I am wondering if the interpretation used by caligirl11 and @joriki is the one that was intended by whomsoever devised the problem.
What is the probability that she wins the game on the kth point played for k=4,5,6,...
I suggest that the $k$-th point played is not the same as the $k$-th point won by Anne.
Ok so I started with k=4 P(win on 4th point) can happen 3 ways 4-0,4-1,4-2 =p^4(1 + (4 choose 1)q +(5 choose 2)q^2)
I would say here that Anne wins the game on the $4$th point played with probability $p^4$; the probability that she wins on the $5$th point played is $\binom{4}{1}p^4q$; and the probability that she wins on the $6$th point played is $\binom{5}{2}p^4q^2$. The corresponding win probabilities for Betty are obtained by interchanging $p$ and $q$ in the previous sentence.
If $6$ points have been played and the game is not over, the score must be $3$-$3$ (deuce) and this event has probability $\binom{6}{3}p^3q^3 = 20p^3q^3$. The game can now end only when an even number of additional points have been played, and the probability of Anne winning on the $k$-th point played (where k = 6+2n, n>0) is $\binom{6}{3}p^3q^3\cdot p^2(2pq)^{n-1}$. To get the probability that Anne wins the game, sum the probabilities that she wins in $4$, $5$, $6$, $8$, $10, \ldots$ points; a geometric series is involved.

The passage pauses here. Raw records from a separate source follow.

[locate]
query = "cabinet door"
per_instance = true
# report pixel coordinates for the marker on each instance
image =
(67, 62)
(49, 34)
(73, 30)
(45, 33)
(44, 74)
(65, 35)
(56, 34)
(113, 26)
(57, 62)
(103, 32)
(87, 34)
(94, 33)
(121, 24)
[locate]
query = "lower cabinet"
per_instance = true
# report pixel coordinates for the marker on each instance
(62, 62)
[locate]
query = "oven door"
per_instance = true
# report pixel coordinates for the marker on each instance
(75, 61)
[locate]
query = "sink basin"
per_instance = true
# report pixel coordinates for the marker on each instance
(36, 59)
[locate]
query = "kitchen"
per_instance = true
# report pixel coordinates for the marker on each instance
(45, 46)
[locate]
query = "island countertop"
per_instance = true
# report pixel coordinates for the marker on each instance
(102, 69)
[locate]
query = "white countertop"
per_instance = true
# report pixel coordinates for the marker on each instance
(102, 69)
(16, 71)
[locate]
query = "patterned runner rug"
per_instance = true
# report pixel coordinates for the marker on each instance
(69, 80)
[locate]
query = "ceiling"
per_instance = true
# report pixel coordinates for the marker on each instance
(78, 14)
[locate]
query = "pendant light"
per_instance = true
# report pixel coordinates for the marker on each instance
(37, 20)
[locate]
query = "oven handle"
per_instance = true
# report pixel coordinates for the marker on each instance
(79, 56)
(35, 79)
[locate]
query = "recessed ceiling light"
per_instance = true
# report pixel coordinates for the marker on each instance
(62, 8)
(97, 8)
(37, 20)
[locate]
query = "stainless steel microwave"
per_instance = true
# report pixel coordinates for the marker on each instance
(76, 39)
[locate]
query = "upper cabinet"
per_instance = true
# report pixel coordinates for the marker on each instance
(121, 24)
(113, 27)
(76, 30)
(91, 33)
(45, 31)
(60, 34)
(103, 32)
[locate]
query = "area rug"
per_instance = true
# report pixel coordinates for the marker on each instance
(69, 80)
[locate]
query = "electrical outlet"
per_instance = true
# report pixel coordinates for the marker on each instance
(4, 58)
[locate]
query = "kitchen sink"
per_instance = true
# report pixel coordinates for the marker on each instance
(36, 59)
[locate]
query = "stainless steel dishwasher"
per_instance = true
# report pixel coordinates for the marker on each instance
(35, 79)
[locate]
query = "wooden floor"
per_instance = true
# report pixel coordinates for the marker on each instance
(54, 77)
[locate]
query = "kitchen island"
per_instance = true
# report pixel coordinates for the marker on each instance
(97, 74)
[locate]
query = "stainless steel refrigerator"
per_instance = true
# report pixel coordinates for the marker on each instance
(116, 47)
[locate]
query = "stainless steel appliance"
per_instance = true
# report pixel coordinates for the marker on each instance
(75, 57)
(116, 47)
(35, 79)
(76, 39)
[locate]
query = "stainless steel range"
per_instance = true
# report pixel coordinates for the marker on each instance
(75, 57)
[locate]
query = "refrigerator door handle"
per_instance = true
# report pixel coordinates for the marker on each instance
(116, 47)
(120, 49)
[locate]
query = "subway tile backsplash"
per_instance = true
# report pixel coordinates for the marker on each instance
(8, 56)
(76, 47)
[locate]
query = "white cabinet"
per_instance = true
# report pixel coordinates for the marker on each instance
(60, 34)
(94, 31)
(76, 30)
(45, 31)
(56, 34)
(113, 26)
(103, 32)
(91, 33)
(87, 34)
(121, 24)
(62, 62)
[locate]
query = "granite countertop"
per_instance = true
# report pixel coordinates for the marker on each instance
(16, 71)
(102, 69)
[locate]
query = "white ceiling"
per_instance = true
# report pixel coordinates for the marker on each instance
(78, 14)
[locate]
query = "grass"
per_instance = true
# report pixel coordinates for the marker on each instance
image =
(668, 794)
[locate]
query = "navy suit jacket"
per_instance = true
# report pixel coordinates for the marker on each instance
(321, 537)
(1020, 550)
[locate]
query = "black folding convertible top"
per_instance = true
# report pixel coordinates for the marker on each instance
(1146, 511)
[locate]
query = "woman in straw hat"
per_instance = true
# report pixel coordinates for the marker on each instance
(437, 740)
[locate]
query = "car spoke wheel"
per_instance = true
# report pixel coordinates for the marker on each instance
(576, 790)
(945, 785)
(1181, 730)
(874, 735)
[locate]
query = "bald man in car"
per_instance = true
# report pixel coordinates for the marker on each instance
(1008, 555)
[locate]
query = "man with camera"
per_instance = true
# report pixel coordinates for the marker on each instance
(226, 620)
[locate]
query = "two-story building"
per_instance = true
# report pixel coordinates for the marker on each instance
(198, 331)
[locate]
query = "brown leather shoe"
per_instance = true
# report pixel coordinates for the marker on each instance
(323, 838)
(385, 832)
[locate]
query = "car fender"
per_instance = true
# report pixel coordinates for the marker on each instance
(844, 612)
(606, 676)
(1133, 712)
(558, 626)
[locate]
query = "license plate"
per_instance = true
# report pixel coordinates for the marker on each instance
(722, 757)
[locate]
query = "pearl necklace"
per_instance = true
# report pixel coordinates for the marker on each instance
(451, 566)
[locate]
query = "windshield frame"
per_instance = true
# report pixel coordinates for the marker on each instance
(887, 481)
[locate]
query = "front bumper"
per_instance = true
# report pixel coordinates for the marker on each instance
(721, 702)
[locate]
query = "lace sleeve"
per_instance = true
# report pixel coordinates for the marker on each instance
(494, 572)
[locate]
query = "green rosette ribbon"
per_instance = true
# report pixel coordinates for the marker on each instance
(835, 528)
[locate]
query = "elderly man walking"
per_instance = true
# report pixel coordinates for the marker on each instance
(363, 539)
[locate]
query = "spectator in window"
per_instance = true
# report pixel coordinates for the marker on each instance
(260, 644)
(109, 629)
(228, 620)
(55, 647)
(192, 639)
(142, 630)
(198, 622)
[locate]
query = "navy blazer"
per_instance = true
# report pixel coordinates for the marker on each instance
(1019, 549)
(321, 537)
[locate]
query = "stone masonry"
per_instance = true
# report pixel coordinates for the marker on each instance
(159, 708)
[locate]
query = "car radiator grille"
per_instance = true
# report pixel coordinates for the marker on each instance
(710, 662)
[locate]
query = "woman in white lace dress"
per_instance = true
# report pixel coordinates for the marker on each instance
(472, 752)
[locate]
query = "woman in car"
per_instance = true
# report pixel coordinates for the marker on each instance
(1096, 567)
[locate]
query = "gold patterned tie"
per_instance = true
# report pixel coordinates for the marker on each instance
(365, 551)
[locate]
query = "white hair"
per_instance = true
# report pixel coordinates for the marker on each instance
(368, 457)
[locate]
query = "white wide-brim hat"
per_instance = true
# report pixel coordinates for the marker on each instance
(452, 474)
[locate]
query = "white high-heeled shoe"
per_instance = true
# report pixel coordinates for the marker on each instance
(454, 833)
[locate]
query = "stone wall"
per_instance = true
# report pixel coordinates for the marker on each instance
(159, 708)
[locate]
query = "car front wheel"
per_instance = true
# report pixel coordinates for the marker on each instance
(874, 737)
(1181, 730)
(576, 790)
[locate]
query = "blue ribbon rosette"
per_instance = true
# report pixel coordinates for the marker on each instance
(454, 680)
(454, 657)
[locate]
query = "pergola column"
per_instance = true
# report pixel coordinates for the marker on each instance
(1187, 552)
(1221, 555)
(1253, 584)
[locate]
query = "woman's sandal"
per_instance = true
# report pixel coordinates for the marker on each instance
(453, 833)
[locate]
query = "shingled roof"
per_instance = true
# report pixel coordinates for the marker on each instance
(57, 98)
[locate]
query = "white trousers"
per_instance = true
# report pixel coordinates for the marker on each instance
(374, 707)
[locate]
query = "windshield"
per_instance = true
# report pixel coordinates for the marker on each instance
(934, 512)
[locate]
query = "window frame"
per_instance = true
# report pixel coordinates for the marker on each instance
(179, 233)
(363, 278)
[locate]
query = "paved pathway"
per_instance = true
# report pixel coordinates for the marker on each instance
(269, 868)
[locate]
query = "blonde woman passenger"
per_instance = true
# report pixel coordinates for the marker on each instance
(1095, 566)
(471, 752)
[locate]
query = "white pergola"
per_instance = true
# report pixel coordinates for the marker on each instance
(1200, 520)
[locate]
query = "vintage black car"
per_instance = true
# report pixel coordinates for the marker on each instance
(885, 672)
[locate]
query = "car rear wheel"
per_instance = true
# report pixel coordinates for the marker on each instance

If $f(p)$ denotes the probability that Anne wins the game, then $f(0.5) = 0.5$ but $\left . \frac{d}{dp}f(p)\right\vert_{p = 0.5} = 2.5$ so that $f(0.5 + \epsilon) = 0.5 + 2.5\epsilon + \cdots$, that is, a small difference $p-q = 2\epsilon$ in the point win probabilities for Anne and Betty is amplified by the rules of tennis into a greater difference in the game win probabilities. See "The Drunken Tennis Player" in Ian Stewart's Game, Set, and Math, Penguin Books, 1981.